To: maceng2 who wrote (53359)10/7/2013 11:40:24 AM
From: ggersh  Read Replies (1) | Respond to of 71409
 
China is a "result" of U.S. policy, w/out Clinton
China would still be sucking wind, unfortunately.

We buy US Treasuries through China, it looks good. -vbg-



To: maceng2 who wrote (53359)10/7/2013 11:45:49 AM
From: ggersh  Respond to of 71409
 
Whoops...


A Suddenly Nervous China Tells The US To "Earnestly Take Steps" To Avoid A Default

Submitted by Tyler Durden on 10/07/2013 - 10:16

While the world's largest hedge fund, the Fed, may not care about the performance of its "bad bank" assets, and thus is largely ambivalent if the US Treasury defaults on the $2 trillion in US paper held by Ben Bernanke, others don't have the luxury of merely printing away any incurred MTM losses. Such as America's largest foreign creditor China, which at last check held at least $1.277 trillion in US Treasurys, which after realizing with a substantial delay that the US Congress is not precisely a "rational actor" and its bonds may be materially impaired in the case of a technical default, is starting to panic.
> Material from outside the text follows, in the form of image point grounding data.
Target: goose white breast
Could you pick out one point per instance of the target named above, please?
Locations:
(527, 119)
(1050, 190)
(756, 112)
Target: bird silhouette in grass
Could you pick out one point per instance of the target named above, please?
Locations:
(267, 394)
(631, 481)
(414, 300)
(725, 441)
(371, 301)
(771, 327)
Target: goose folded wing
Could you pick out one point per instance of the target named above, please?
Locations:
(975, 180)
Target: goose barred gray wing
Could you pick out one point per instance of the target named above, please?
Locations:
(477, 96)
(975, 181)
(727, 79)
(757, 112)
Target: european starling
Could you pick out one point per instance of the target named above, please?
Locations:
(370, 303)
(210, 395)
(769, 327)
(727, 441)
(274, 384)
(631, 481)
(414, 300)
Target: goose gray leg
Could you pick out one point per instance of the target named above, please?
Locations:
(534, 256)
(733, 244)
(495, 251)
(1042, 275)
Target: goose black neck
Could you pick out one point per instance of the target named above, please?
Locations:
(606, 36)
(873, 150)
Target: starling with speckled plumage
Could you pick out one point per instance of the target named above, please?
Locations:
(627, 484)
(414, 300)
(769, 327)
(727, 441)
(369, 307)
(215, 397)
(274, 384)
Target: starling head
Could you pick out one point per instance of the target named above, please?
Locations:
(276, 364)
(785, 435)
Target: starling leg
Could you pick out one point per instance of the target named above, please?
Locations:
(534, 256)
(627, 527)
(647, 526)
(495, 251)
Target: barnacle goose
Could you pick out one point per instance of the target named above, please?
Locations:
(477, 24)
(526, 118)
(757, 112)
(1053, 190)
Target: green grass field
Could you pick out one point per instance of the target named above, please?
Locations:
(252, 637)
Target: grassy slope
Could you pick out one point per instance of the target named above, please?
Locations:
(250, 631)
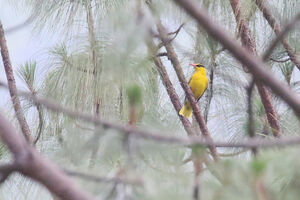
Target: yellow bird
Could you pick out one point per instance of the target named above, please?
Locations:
(198, 83)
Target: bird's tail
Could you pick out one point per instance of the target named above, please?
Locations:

In an oped in the largest media publication, China Daily, vice finance minister Zhu Guangyao, warned that the "clock is ticking" to avoid a US default that could hurt China's interests and the global economy. Somehow we doubt Boehner or Obama are particularly concerned about what happens to "Chinese interests." Of course, if China so wishes, it can pen an Op-Ed in the NYT and tell the US just what will happen if $1.3 trillion in US Treasurys were suddenly to be dumped in a liquidation fire sale.